Nakamura Yoshikazu, Kanemarum Kaori, Fukami Kiyoko
Laboratory of Genome and Biosignals, Tokyo University of Pharmacy and Life Sciences, Hachioji-shi, Tokyo 192-0392, Japan.
Adv Biol Regul. 2013 Sep;53(3):356-62. doi: 10.1016/j.jbior.2013.07.003. Epub 2013 Jul 16.
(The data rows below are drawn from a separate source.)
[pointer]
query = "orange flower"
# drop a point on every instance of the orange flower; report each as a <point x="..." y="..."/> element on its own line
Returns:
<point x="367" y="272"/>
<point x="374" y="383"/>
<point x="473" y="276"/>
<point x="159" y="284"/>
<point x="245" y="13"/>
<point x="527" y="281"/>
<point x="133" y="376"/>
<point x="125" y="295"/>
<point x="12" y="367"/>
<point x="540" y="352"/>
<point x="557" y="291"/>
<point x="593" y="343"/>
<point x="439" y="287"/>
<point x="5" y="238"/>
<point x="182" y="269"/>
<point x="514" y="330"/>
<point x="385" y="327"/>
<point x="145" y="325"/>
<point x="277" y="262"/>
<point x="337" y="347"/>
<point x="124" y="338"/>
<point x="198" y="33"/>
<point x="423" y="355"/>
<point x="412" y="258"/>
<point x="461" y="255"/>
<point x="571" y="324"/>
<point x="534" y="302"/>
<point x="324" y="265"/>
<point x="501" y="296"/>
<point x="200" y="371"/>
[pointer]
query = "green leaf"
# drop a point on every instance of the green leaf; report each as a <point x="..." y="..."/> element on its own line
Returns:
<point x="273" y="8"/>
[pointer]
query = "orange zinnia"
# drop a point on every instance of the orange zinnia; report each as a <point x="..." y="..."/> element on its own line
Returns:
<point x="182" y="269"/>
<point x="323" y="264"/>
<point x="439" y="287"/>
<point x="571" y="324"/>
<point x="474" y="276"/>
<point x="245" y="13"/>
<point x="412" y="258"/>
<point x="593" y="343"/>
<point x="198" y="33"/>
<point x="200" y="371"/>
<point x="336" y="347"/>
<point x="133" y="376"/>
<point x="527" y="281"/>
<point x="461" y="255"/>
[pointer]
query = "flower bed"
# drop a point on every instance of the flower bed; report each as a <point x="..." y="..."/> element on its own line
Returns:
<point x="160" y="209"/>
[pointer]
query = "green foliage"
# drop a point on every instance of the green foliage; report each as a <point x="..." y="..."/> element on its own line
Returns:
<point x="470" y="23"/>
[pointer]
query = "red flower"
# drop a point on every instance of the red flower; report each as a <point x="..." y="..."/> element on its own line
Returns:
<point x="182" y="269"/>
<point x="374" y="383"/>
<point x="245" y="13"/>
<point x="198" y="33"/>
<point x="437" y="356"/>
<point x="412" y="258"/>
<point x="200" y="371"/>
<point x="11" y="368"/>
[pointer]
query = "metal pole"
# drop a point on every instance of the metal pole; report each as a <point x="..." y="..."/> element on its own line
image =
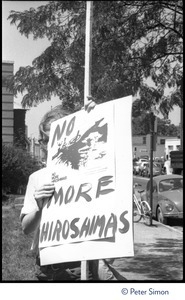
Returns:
<point x="87" y="89"/>
<point x="151" y="161"/>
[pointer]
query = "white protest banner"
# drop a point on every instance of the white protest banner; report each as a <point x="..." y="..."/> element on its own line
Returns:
<point x="90" y="214"/>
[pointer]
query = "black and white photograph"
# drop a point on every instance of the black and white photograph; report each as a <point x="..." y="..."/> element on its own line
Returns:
<point x="92" y="148"/>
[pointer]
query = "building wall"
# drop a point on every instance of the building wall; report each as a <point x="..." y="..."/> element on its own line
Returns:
<point x="172" y="145"/>
<point x="7" y="106"/>
<point x="141" y="145"/>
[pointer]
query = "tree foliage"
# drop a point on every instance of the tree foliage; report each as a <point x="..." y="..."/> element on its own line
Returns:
<point x="141" y="125"/>
<point x="131" y="42"/>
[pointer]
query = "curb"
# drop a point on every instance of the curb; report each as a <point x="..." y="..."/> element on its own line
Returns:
<point x="170" y="228"/>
Phospholipase C (PLC) is a key enzyme in phosphoinositide turnover, and in the regulation of various cellular events. Among the 13 PLC isozymes, PLCδ1 and PLCδ3 share a high sequence homology, and similar tissue distribution. Recent studies with genetically manipulated mice have clarified the importance of these PLC isozymes in a number of tissues. PLCδ1 is required for maintenance of homeostasis in skin and metabolic tissues, while PLCδ3 regulates microvilli formation in enterocytes and the radial migration of neurons in the cerebral cortex of the developing brain. Furthermore, simultaneous loss of PLCδ1 and PLCδ3 in mice causes placental vascular defects, leading to embryonic lethality. Taken together, PLCδ1 and PLCδ3 have unique and redundant roles in various tissues.
磷脂酶C(PLC)是磷酸肌醇代谢及各种细胞活动调节中的关键酶。在13种PLC同工酶中,PLCδ1和PLCδ3具有高度的序列同源性以及相似的组织分布。最近对基因工程小鼠的研究阐明了这些PLC同工酶在许多组织中的重要性。皮肤和代谢组织中的内环境稳定维持需要PLCδ1,而PLCδ3则调节肠上皮细胞中的微绒毛形成以及发育中大脑皮层神经元的径向迁移。此外,小鼠中PLCδ1和PLCδ3同时缺失会导致胎盘血管缺陷,从而导致胚胎致死。综上所述,PLCδ1和PLCδ3在各种组织中具有独特和冗余的作用。